The latter said not a word, took her quietly home in the
evening, and cut her throat from ear to ear. The Khan, on hearing
of the murder next day, made no remonstrance, nor was the offender
punished. He was an Afghan.
The second case is even more disgraceful. One of the Khan's own suite,
a well-known libertine and drunkard, contracted an alliance with
a young girl of eighteen. He had endeavoured in vain to marry her
younger sister, almost a child, and so beautiful that she was known
for many miles round the city as the "Pearl of Kelat."
Six weeks after marriage this ruffian, in a fit of drunken frenzy
caused by jealousy, almost decapitated his wife with a tulwar, and
afterwards mutilated her body past recognition. The shrieks of the
poor woman having summoned the neighbours, he was seized, bound, and
led before the Khan, who at once sentenced him to death. The execution
was fixed for sunrise the following day. At midnight, however,
a messenger appeared at the gates of the Mir with a canvas bag
containing two thousand rupees. "Tell him he is free," said the ruler
of Kelat. "And if he sends in another thousand, I will _order_ the
younger sister to marry him." The money was paid, and the poor child
handed over to the tender mercies of the human devil who had so
ruthlessly butchered her sister.
I have mentioned that Azim Khan showed me a sword of beautiful
workmanship. It had, the very morning of my visit to the palace, cut
down and hacked to pieces a waiting-maid, not sixteen years old, in
the Khan's harem. I myself saw the corpse of the poor girl the same
evening, as it was being carried outside the walls for interment. [C]
This, then, is the state of things existing at Kelat, not a hundred
miles from the British outposts; this the enlightened sovereign who
has been made "Companion of the Star of India," an order which, among
his own people, he affects to look upon with the greatest contempt.
The few women I saw at Kelat were distinctly good looking, far more so
than those further south. Most of them have an Italian type of face,
olive complexion, and large dark eyes, with sweeping lashes. But very
few wore the hideous nose-rings so common at Beila and Sonmiani.

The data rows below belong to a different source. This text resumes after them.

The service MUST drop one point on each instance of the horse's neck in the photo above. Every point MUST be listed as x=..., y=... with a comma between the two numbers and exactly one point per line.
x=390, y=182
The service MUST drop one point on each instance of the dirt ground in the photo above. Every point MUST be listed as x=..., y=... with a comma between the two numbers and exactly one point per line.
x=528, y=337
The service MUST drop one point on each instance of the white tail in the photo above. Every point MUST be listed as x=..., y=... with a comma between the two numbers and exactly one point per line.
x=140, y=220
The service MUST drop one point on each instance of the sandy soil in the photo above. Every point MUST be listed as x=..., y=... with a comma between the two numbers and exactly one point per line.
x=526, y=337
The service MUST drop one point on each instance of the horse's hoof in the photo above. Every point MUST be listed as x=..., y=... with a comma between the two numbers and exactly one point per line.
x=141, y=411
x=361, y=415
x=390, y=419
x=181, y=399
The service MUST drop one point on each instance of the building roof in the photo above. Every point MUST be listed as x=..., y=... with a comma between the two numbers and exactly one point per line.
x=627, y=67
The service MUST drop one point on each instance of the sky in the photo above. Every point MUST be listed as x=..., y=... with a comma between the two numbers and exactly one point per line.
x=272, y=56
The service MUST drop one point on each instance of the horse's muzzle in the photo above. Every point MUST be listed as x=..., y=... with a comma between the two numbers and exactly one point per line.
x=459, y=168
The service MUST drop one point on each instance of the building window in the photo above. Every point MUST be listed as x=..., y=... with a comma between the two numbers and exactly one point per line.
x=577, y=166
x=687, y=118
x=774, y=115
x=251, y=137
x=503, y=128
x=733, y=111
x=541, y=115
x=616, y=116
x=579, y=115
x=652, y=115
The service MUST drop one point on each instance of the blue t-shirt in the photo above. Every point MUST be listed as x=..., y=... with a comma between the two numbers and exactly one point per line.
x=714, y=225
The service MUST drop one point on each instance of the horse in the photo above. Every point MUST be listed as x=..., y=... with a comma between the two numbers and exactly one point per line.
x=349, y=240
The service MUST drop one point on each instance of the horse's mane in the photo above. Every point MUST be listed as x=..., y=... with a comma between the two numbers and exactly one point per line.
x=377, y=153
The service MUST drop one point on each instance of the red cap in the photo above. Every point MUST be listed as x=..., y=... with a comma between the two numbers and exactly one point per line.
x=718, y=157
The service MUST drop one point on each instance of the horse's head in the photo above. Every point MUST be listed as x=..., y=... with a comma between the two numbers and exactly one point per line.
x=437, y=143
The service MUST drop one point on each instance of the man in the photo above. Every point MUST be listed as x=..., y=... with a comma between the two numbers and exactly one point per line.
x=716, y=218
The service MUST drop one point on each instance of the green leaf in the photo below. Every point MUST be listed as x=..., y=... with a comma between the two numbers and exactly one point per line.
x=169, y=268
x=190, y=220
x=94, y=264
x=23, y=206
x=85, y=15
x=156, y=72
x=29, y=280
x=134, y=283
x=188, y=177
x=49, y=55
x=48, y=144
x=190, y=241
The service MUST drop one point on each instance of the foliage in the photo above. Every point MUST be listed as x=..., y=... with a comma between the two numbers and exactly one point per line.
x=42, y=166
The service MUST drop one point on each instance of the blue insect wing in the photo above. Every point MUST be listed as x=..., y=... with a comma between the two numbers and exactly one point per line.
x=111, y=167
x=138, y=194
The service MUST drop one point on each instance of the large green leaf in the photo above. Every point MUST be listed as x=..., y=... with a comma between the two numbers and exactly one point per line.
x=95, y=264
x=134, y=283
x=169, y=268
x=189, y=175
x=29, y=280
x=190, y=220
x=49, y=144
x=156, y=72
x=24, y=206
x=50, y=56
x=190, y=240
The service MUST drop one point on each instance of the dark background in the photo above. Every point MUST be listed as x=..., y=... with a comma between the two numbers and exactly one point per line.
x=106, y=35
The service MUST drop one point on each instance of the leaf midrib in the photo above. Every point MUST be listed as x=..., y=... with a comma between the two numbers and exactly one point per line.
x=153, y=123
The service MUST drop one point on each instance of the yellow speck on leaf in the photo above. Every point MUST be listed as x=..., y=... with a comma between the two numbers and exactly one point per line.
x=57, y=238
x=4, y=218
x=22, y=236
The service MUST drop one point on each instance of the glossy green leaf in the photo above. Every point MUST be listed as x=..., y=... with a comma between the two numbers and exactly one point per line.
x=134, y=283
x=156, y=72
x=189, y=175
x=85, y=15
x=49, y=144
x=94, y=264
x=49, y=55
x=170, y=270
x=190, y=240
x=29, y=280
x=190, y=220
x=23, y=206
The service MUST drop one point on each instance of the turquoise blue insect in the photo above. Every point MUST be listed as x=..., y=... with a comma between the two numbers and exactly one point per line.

Morality is at a discount in the capital, and prostitution common.
The Wazir sent me a bag of dates the morning of my departure, with
a short note, written in English, begging that I would send him in
return the best gold watch and rifle "that could be bought for gold"
in London. The note ended jocosely, "Exchange is no robbery!" The old
man seemed well _au fait_ with Central Asian affairs.